Some searching of index terms and testing of these (on one line so to amend easily if needed) can be undertaken before finalizing the search filters and final searches (Jenkins, 2004). Arguably, this process may be intellectually challenging and deeply frustrating, especially when searches return a large number of irrelevant references (false positives). This may happen because individual qualitative studies are context-specific and the location of qualitative research in electronic databases is both complex and challenging and often lacks appropriate index terms and abstracts (Booth, 2016; Evans, 2002; Flemming & Briggs, 2007; Pope & Mays, 2006b; Shaw et al., 2004). If the search results in a large number of citations, it is worth considering limiting the irrelevant hits by population age, (e.g., “adults” NOT “children”), publication type, and so on. On the other hand, if the search is not retrieving relevant results, the search can be expanded by exploding the key terms (exp) and by including titles and abstracts (.ti, ab.), as identifying relevant articles purely from the title can be difficult (Flemming & Briggs, 2007). In any case, it is important to report on which database this exercise was taken and be aware of possible limitations of transferring filters from one search interface to another (Jenkins, 2004). For example, the index terms used in one database may not be relevant to another.
Due to the poor bibliographic indexing of the qualitative research and despite explicit and comprehensive search strategies and combination of terms, it is possible that relevant studies may still be missed (Atkins et al., 2008; Evans, 2002; Noyes et al., 2008; Saini & Shlonsky, 2012). Identifying studies’ methods can be limited, depending on the database used (e.g., nursing and social work databases, such as CINAHL, use more qualitative indexed terms than medical databases), and sometimes due to the noninformative or descriptive nature of the qualitative titles and abstracts (Atkins et al., 2008; Evans, 2002; Flemming & Briggs, 2007; Ring et al., 2011; Saini & Shlonsky, 2012; Shaw et al., 2004). In our experience, another challenge at this stage was that institutional subscription access to chosen databases was not available for the duration of the review. As this stage is protocol-driven, any amendments made and reasons should be reported (Jenkins, 2004).

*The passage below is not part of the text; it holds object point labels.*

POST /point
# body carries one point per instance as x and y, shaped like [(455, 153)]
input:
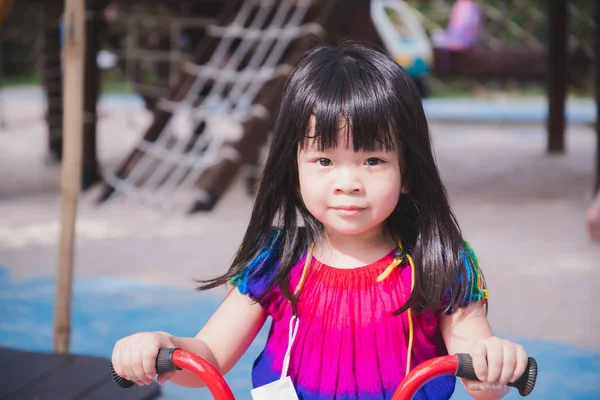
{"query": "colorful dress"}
[(349, 344)]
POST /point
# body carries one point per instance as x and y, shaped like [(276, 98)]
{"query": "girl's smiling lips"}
[(348, 211)]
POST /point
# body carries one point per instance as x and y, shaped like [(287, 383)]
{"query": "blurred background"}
[(178, 102)]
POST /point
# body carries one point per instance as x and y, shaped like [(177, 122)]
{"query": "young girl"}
[(378, 278)]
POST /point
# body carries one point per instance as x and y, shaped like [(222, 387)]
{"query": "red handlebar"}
[(446, 365), (458, 365), (203, 369)]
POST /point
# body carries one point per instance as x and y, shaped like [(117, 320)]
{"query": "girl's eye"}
[(374, 161)]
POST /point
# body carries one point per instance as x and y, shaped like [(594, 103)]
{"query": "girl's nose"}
[(347, 182)]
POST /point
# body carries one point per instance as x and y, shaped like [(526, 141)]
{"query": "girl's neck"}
[(353, 251)]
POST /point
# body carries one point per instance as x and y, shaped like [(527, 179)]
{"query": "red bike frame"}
[(446, 365)]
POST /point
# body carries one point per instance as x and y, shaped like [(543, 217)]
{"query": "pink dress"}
[(349, 344)]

These limitations make it appropriate to include supplementary search methods and combine systematic database searching with supplementary searching: citation pearl growing (Booth, 2016; Cooke et al., 2012), hand searching of important journals and/or citation lists (Britten & Pope, 2012; Jenkins, 2004; Jones, 2004; Ring et al., 2011), “snowballing” and contacting key authors, area experts (Gallacher et al., 2013; Noyes et al., 2013; Pope & Mays, 2006b), searching for books (Ring et al., 2011), and for gray literature (reports, thesis, not indexed in major databases) to minimize publication bias (Toews et al., 2017). Booth (2016) argued the importance of searching the references of the included full papers and suggested that all reviewers should include this “
Choosing whether to limit your search to specific language(s) and years is another decision depending on the skills and resources available (e.g., time, funding for translation, and networks). Including studies published in languages other than English can arguably minimize bias but may be harder to retrieve (Toews et al., 2017). If included, it is important for the reviewers to consider, as the process is interpretive, how to preserve conceptual meanings and map the themes when translating from different languages. Equally, choosing a specified time frame or an “all-years” approach depends on what is pragmatic and meaningful for your review question and the chosen databases (e.g., on Web of Science the earliest index period is 1950). Whatever the approach, it would be necessary to justify the decision on which the literature search was based. For example, in one of our reviews (Soilemezi et al., 2017), the date of a new social care legislation was used as the start date for the searches and we included German and Greek studies (in addition to English) as members of the review team were fluent in these languages.
Saving your results
Having identified all the relevant studies, the final list is typically imported either into reference software (e.g., EndNote, Mendeley, RefWorks, Zotero) designed to manage large quantities of references or to specialist systematic review software such as EPPI-Reviewer, DistillerSR, Covidence, and Qualitative Assessment Review Instrument (QARI; Pearson, 2004). The use of such software is helpful to keep track and file the imported references accordingly. A main challenge identified by Saini and Shlonsky (2012) in this phase, that also echoes our experiences, is the lack of databases’ flexibility to transfer the citations to reference management software. The smoothest transfers occur when the database and software are from the same provider (e.g., EndNote with Web of Science, Mendeley and RefWorks with Science Direct). Some databases have a limit on how many citations that can be imported per time (e.g., 50 hits on Web of Science, 100 on EBSCO), potentially resulting in a frustrating and time-consuming process, especially where the search results contain over 1,000 hits. In some databases (e.g., British Architecture Library Catalogue), only manual import is possible, while in Social Care Online it is only possible to import the top 500 results. EndNote searches for full papers (if available) and automatically saves them without the need to manually search for them later. It is advisable to be aware of the idiosyncrasies of each database and software before deciding which ones to include and to save the searches on each database to be able to rerun and update, if needed. This is not to say that you should avoid particular databases that may be very important for your topic; it is to warn new reviewers that additional action(s) may be needed if you use an “awkward” database (e.g., paste the records into a word document and then upload them to your reference manager).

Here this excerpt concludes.